Ketika keduanya bertemu, lahirlah makna hukum yang hidup. Di titik itulah hakim menjalankan peran mulianya sebagai penjaga keadilan, bukan sekadar pembaca aturan. 

Ketika undang-undang tidak cukup jelas atau ketinggalan zaman, hakimlah yang membaca apa yang tidak tertulis. 

Hakim tidak hanya menafsir kata, tetapi menangkap semangat keadilan yang dikehendaki oleh pembuat undang-undang, bahkan ketika mereka tidak pernah membayangkan persoalan yang kini dihadapi. 

Inilah peran yang sering tidak terlihat oleh publik, tetapi memiliki dampak terbesar, hakim memastikan hukum tetap berbahasa kemanusiaan.

Dari CCTV hingga WhatsApp: Ruang Baru Penemuan Hukum

Contoh paling jelas tentang perlunya penemuan hukum dapat dilihat pada perkembangan bukti elektronik. 

Tidak seorang pun dulu membayangkan bahwa tangkapan layar WhatsApp, rekaman CCTV, atau metadata digital dapat menjadi alat bukti sah. Pada awalnya, undang-undang tertinggal cukup jauh dari kenyataan. 

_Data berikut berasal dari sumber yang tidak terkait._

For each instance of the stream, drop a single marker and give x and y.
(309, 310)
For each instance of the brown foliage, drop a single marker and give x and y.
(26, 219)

Namun hakim tidak menutup mata. Mereka menafsirkan ulang aturan pembuktian, mengambil langkah progresif, dan menerima bukti elektronik demi menegakkan keadilan. 

Langkah ini bahkan terjadi sebelum undang-undang diperbarui. Dengan kata lain, hakimlah yang membuka jalan bagi modernisasi sistem pembuktian. 

Pemikiran ini sejalan dengan gagasan Roscoe Pound bahwa hukum harus menjadi a tool of social engineering alat untuk mengarahkan masyarakat pada ketertiban dan keadilan.

Ketika Interpretasi Menjadi Senjata Menjaga Keadilan

Dalam menghadapi norma yang tidak lengkap, hakim menggunakan berbagai metode interpretasi baik itu menggunakan metode gramatikal, sistematis, historis, hingga teleologis. 

Bahkan ketika aturan tidak mengatur suatu kasus secara eksplisit, hakim menggunakan analogi untuk memperluas makna, atau argumentum a contrario untuk mempersempit makna demi mencegah ketidakadilan. 

Semua metode ini bukan sekadar teori, melainkan alat hidup yang dipakai hakim setiap hari. Melalui alat itu, hakim memastikan bahwa teks tidak membelenggu, tetapi justru melayani keadilan.

Menjaga Tiga Nilai: Keadilan, Kemanfaatan, dan Kepastian

Gustav Radbruch melalui teori nilai hukumnya menyebut bahwa hukum memiliki tiga tujuan yaitu keadilan, kemanfaatan, dan kepastian. 

Ketiganya penting, tetapi ketika saling bertabrakan, Radbruch menegaskan bahwa keadilan harus berada di posisi tertinggi. Hakimlah yang memegang kompas moral itu. 

Hakimlah yang menjaga agar hukum tidak menjadi alat yang kaku, tetapi tetap berpihak pada manusia.

Pada akhirnya, masyarakat tidak akan mengingat pasal apa yang digunakan hakim. 

Mereka tidak peduli apakah putusan itu hasil interpretasi teleologis, historis, atau sistematis. Yang mereka rasakan hanya satu hal, apakah putusan itu adil? 

Karena itu hakim tidak boleh hanya menjadi “mesin pembaca undang-undang”. Ia harus menjadi wakil nurani hukum penjaga agar kepastian hukum tetap berjalan seiring rasa keadilan. 

Kalau pasal tertinggal, hakim harus maju. Kalau norma membisu, hakim harus bicara. 

Di sanalah inti adagium kuno yang selalu relevan Hukum untuk manusia, bukan manusia untuk hukum.

Penutup

Hukum bukan sekadar kumpulan aturan. Hukum adalah tentang manusia. 

Dan selama manusia hidup, keadilan tidak boleh berhenti hanya karena undang-undang tidak sempat mengejar perubahan zaman. 

Hakimlah menjadi garda terdepan menjaga agar keadilan tetap menyala, meski teks kadang kehilangan suara. 

Hakim bukan sekadar penegak hukum, tetapi penerjemah makna, pelindung keadilan, dan penjaga harapan masyarakat.